The transcriptions corresponding to each audio file are provided in their 'error corrected' format. No transcription pre-processing is applied to the text, only necessary 'error correction' steps such as removing junk tokens (<unk>) or converting symbolic punctuation to spelled out form (<comma> to ,). As such, no further preparation of the transcriptions is required to be used in training/evaluation scripts.
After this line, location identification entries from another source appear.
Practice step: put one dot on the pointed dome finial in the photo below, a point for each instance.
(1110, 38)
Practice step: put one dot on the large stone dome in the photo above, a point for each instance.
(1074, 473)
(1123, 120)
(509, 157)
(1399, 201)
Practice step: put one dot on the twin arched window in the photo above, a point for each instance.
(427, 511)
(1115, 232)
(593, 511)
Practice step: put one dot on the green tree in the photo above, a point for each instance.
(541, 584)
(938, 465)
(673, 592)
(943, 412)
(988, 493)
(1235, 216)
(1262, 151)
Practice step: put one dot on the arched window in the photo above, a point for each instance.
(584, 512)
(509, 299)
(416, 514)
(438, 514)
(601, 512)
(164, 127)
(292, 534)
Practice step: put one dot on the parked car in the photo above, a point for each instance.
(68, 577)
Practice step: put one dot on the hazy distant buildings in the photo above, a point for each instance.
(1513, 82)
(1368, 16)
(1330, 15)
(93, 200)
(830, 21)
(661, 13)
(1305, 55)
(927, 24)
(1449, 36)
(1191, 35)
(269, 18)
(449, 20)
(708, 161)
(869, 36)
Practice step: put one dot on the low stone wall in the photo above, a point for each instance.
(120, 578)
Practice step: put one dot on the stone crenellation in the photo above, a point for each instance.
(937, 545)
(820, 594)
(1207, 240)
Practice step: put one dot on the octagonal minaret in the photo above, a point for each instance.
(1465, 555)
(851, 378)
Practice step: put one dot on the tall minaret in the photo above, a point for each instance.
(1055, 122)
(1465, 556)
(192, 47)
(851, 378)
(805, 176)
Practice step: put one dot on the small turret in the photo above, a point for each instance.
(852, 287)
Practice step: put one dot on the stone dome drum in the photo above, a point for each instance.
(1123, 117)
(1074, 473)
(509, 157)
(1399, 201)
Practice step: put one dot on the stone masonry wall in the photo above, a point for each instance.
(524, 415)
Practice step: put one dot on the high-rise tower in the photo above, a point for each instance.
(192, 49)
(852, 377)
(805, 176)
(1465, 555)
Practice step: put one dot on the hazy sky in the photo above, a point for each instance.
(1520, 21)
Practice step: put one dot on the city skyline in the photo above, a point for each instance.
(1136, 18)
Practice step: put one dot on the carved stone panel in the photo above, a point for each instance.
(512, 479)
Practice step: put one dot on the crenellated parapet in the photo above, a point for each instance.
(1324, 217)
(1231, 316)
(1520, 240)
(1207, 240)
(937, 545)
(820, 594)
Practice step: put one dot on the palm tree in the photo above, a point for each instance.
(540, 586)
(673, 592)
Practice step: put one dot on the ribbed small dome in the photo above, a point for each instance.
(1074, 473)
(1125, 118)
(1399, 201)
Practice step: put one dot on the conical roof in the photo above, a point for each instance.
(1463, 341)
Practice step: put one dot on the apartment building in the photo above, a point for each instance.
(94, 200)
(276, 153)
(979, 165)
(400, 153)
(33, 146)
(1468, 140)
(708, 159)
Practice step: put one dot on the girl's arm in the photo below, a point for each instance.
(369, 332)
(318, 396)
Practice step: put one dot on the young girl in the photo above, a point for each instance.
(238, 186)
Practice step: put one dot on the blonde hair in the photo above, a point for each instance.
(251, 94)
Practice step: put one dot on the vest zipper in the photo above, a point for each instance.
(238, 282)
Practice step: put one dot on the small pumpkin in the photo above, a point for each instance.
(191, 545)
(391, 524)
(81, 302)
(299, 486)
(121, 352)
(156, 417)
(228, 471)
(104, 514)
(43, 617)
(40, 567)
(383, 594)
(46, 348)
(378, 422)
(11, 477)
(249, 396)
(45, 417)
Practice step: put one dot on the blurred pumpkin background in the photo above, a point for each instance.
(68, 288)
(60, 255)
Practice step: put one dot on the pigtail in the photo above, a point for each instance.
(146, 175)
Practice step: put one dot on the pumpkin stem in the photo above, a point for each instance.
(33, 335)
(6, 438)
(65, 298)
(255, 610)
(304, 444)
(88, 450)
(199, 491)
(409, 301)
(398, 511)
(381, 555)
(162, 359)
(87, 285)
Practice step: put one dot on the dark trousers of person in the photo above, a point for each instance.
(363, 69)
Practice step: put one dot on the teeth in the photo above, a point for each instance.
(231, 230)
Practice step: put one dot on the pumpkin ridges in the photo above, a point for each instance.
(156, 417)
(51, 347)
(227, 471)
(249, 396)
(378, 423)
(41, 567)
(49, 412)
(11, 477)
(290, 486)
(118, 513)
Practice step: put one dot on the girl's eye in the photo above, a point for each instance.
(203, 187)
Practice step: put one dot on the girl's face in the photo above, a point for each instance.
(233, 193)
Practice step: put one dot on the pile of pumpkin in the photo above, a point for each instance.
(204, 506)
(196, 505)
Transcriptions are provided for training and validation splits. The transcriptions are not provided for the test splits. The ESC benchmark requires you to generate predictions for the test sets and upload them to https://huggingface.co/spaces/esc-benchmark/esc for scoring.

Access

All eight of the datasets in ESC are accessible and licensing is freely available. Three of the ESC datasets have specific terms of usage that must be agreed to before using the data. To do so, fill in the access forms on the specific datasets' pages:

LibriSpeech

The LibriSpeech corpus is a standard large-scale corpus for assessing ASR systems. It consists of approximately 1,000 hours of narrated audiobooks from the LibriVox project. It is licensed under CC-BY-4.0.

Example Usage:

librispeech = load_dataset("esc-benchmark/esc-datasets", "librispeech")

Train/validation splits:

  • train (combination of train.clean.100, train.clean.360 and train.other.500)
  • validation.clean
  • validation.other

Test splits:

  • test.clean
  • test.other

Also available are subsets of the train split, which can be accessed by setting the subconfig argument:

librispeech = load_dataset("esc-benchmark/esc-datasets", "librispeech", subconfig="clean.100")
  • clean.100: 100 hours of training data from the 'clean' subset
  • clean.360: 360 hours of training data from the 'clean' subset
  • other.500: 500 hours of training data from the 'other' subset

Common Voice

Common Voice is a series of crowd-sourced open-licensed speech datasets where speakers record text from Wikipedia in various languages. The English subset of contains approximately 1,400 hours of audio data from speakers of various nationalities, accents and different recording conditions. It is licensed under CC0-1.0.

Example usage:

common_voice = load_dataset("esc-benchmark/esc-datasets", "common_voice", use_auth_token=True)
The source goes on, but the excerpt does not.